Cent ans! Voilà cent ans que les Goncourt s’attablent chez Drouant le premier mardi de chaque mois, pour converser, batailler, primer et ripailler. Une fidélité exemplaire attestée par l’afflux de périphrases culinaires attachées au jury. Les dix de chez Drouant, les couverts du Goncourt, les convives de la place Gaillon… viennent à la rescousse des traqueurs de répétitions. Tandis qu’en cas de désaccord il suffit de quitter la table (ronde), comme Raymond Queneau de 1971 à sa mort.

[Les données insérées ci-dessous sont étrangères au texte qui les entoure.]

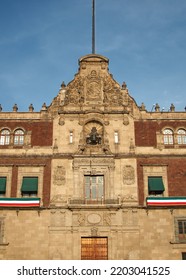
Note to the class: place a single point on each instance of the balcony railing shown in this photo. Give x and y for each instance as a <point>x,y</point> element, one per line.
<point>80,201</point>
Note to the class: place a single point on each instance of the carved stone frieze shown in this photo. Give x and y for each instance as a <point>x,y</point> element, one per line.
<point>128,175</point>
<point>59,176</point>
<point>94,218</point>
<point>107,219</point>
<point>58,200</point>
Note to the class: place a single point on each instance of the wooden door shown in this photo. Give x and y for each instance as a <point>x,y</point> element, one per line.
<point>94,248</point>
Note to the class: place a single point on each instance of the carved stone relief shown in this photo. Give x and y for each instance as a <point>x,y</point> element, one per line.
<point>128,175</point>
<point>57,218</point>
<point>94,218</point>
<point>75,91</point>
<point>112,92</point>
<point>106,219</point>
<point>93,91</point>
<point>59,176</point>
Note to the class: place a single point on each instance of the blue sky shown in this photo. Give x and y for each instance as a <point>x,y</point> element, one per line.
<point>42,40</point>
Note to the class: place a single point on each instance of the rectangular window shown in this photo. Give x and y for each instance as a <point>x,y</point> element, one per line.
<point>116,137</point>
<point>2,186</point>
<point>183,255</point>
<point>29,186</point>
<point>94,187</point>
<point>155,185</point>
<point>71,137</point>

Quant à la tambouille des prix, écoutons André Stil, académicien de 1977 à 2004: “Influencé, le Goncourt ? Oui, par la qualité de la cuisine. L’exigence littéraire renforcée. On ne peut couronner n’importe quoi, n’importe qui quand on a, d’avance, l’eau à la bouche d’un homard à la nage ou d’un carré d’agneau de Pauillac.”

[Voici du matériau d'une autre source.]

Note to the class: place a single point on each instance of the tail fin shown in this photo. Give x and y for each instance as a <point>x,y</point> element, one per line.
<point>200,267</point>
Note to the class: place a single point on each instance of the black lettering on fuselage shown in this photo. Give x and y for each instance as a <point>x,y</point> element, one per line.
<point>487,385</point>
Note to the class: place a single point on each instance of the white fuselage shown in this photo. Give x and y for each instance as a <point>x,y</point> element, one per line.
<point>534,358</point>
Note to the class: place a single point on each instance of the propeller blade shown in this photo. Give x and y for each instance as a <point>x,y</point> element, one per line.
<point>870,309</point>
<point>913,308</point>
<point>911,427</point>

Pour fêter dignement ce centenaire, Antoine Westermann, le maître des lieux depuis 2006 (et triple étoilé du Buerehiesel, à Strasbourg), épaulé par son second, Anthony Clémot, a concocté pour le 4 septembre prochain une sorte de banquet, puisant dans les recettes maison de l’entre-deux-guerres et dans celles de Colette, présidente de l’auguste cénacle de 1949 à 1954. Réquisitionnée pour l’occasion, la quasi- totalité du rez-de-chaussée étage accueillera quelque 50 convives. Avec, en guise d’amuse-bouche, la proclamation de la première liste des goncourables.
Viendront ensuite, explique le chef : “Les hors-d’oeuvre, froids et chauds, des huîtres mais pas de foie gras – les archives n’en font pas état ; en entrée, on servira du brochet, auquel succédera de la volaille, comme à l’époque, légèrement farcie, accompagnée d’une poêlée de cèpes, et enfin le dessert, du type mousse ou nougat glacé. Bref, une cuisine copieuse de produits plutôt simples, mais pas démodée car respectueuse des saisons.” Et de ses illustres hôtes.
C’est donc dans l’ancien bar-tabac fondé par Charles Drouant en 1880, sous les portraits des deux frères Goncourt, que les dix (rejoints en 1926 par le jury du prix Renaudot) délivrent depuis un siècle le trophée le plus prisé de France. A quelques exceptions près : aucun prix ne fut décerné en 1940, on vota par correspondance en 1943, et on déjeuna chez Colette, souffrante, en 1953, deux maîtres d’hôtel ayant été dépêchés par le restaurant…
En 1958, le compagnonnage eut chaud. Caché dans le placard du salon, le jeune journaliste Alain Ayache enregistre les délibérations. “Va-t-on quitter Drouant comme le Café de Paris il y a trente-huit ans?” se demande Assouline. La réponse est non. Le même Ayache, devenu patron du Meilleur, récidivera en 1983… En 1975, nouveau coup de chaud : Jean-Edern Hallier, animateur d’un Front de libération des auteurs, profère des menaces d’attentat contre Drouant. Coup de froid en 1977 : alors qu’il annonce le prix, Armand Lanoux subit les affronts d’un entarteur, tarte à la crème à l’appui. Ainsi va la vie littéraire…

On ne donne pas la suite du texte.